Wir liefen durchs Gartentor, stiegen die Treppenstufen hinauf und Papa klingelte. Nach einer Weile sah ich einen Schatten hinter der Glastür. Die Tür öffnete sich und Oma Fine stand vor uns. Sie lächelte, drückte Papa und presste ihre Lippen auf seine Wange. Dann sah sie mich an. Ich wusste, dass ich ihr nun einen Kuss schuldete, und den gab ich ihr, auch wenn ihre Haut nach altem Apfel schmeckte.
Wir traten ein; drinnen war es kühl und dunkel und es roch nach dem Schrank in Papas und Mamas Schlafzimmer, der von Opa und Oma war. Opa stand im Flur und begrüßte uns. Er umarmte mich, nannte mich seinen Jungen. Ob wir Hunger hätten, fragte Oma; Papa sah mich an und ich schüttelte den Kopf und dann schüttelte auch er den Kopf.
Unsere Koffer brachten wir ins Schlafzimmer meiner Großeltern. Sie schliefen in getrennten Zimmern und wir in ihrem alten Ehebett. Das war gut gefedert und das Bettzeug immer kühl und glatt. Aus irgendeinem Grund waren die Rollläden dauerhaft verschlossen, sodass immer nur ein feiner Lichtstreifen hindurchfiel. Papa ging in die Küche und ich machte ein paar Liegestütze und Sit-ups auf dem Teppich. Mit vierzehn, spätestens, wollte ich Muskeln haben. Ich spürte, dass es darauf ankommen würde.

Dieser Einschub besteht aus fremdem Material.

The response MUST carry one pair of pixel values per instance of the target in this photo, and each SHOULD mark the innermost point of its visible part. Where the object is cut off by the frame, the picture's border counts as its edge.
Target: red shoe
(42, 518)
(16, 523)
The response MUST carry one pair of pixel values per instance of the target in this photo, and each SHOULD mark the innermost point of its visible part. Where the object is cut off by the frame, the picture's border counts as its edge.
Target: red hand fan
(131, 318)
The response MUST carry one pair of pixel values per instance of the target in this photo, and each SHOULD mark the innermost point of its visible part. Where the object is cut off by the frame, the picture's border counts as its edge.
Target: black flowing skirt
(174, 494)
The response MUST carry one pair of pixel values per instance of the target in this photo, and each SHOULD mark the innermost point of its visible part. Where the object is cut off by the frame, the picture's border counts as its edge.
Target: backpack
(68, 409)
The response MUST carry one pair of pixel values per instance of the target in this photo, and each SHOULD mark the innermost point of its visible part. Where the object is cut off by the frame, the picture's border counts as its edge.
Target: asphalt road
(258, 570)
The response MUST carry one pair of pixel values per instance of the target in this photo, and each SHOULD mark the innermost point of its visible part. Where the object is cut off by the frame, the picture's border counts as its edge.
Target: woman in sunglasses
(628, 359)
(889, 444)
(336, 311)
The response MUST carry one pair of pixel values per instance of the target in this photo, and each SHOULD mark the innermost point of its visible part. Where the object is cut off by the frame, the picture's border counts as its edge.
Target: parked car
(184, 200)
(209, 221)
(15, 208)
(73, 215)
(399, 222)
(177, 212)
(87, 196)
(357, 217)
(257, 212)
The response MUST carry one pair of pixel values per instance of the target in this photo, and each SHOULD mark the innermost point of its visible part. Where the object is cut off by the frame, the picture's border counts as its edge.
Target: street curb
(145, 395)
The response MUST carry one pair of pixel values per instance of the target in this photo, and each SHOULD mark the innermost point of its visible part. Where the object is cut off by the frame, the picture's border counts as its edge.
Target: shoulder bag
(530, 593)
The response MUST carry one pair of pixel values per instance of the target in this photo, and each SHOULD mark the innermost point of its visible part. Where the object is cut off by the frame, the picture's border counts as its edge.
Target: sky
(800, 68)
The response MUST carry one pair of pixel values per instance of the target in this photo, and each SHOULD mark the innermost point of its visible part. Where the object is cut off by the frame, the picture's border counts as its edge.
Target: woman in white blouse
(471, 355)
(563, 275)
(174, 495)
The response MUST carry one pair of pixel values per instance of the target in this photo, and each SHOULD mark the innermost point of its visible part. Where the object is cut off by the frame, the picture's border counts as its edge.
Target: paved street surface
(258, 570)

Irgendwann kam Papa zurück und sagte, dass wir jetzt doch einen Teller Suppe äßen. Ich nickte.
Oma Fines dünne Lippen tasteten nach dem Löffel. Ich rührte um, roch und sah zu, wie die Fleischklümpchen in der Suppe kreisten.
»Das ist Taube«, sagte Opa.
Wir aßen und hinterher räumten Papa und Oma den Tisch ab. Opa und ich gingen in den Waschkeller und trugen einen Korb nasser, duftender Wäsche nach oben und in den Garten. Gemeinsam zogen wir ein Laken straff, schüttelten es aus, dass die feinen Tropfen in der Sonne glitzerten, und warfen es über die Wäscheleine. Opa bedankte sich und sagte, ich könne mir etwas Süßes aus der Küche holen. Zwar kannte ich den Geschmack meiner Großeltern für Süßigkeiten bereits, doch schaden konnte es nicht. Opa ging ins Fernsehzimmer.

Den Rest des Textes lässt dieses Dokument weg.